Python – List all files in an online directory with Python

downloadpythonurllib2

Hello i was just wondering i'm trying to create a python application that downloads files from the internet but at the moment it only downloads one file with the name i know… is there any way that i can get a list of files in an online directory and downloaded them? ill show you my code for downloading one file at a time, just so you know a bit about what i wan't to do.

import urllib2

url = "http://cdn.primarygames.com/taxi.swf"

file_name = url.split('/')[-1]
u = urllib2.urlopen(url)
f = open(file_name, 'wb')
meta = u.info()
file_size = int(meta.getheaders("Content-Length")[0])
print "Downloading: %s Bytes: %s" % (file_name, file_size)

file_size_dl = 0
block_sz = 8192
while True:
    buffer = u.read(block_sz)
    if not buffer:
        break

    file_size_dl += len(buffer)
    f.write(buffer)
    status = r"%10d  [%3.2f%%]" % (file_size_dl, file_size_dl * 100. / file_size)
    status = status + chr(8)*(len(status)+1)
    print status,

f.close()

So what is does is it downloads taxi.swf from this website but what i want it to do is to download all .swf's from that directory "/" to the computer?

Is it possible and thank you so much in advanced. -Terrii-

Best Answer

Since you're trying to download a bunch of things at once, start by looking for a site index or a webpage that neatly lists everything you want to download.
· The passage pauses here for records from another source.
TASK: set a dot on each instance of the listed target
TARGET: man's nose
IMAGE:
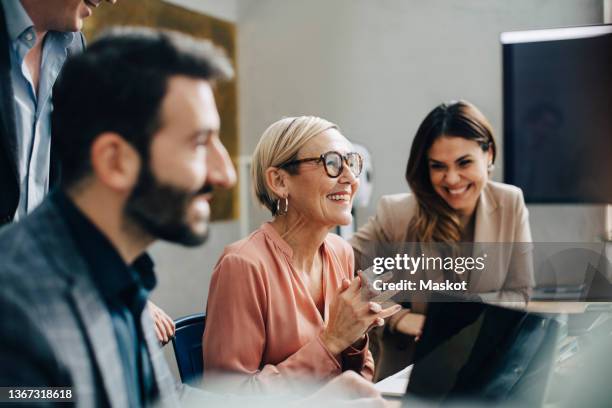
(221, 172)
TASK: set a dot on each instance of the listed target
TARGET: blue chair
(187, 344)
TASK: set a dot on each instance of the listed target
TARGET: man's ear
(115, 163)
(277, 181)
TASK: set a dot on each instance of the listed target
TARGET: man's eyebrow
(203, 132)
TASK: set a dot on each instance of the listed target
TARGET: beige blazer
(501, 231)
The mobile version of the website is usually lighter than the desktop and is easier to scrape.

This website has exactly what you're looking for: All Games.
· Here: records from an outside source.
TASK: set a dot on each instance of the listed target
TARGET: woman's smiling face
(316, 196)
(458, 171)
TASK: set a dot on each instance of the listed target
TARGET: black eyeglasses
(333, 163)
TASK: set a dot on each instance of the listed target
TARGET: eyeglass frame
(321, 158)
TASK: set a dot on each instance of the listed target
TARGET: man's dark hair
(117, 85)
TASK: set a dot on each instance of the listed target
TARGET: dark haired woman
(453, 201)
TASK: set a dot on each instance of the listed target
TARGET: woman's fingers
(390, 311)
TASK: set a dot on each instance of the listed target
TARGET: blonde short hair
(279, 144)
Now, it's really quite simple to do. Just, extract all of the game page links. I use BeautifulSoup and requests to do this:

import requests
from bs4 import BeautifulSoup

games_url = 'http://www.primarygames.com/mobile/category/all/'

def get_all_games():
    soup = BeautifulSoup(requests.get(games_url).text)

    for a in soup.find('div', {'class': 'catlist'}).find_all('a'):
        yield 'http://www.primarygames.com' + a['href']

def download_game(url):
    # You have to do this stuff. I'm lazy and won't do it.

if __name__ == '__main__':
    for game in get_all_games():
        download_game(url)

The rest is up to you. download_game() downloads a game given the game's URL, so you have to figure out the location of the <object> tag in the DOM.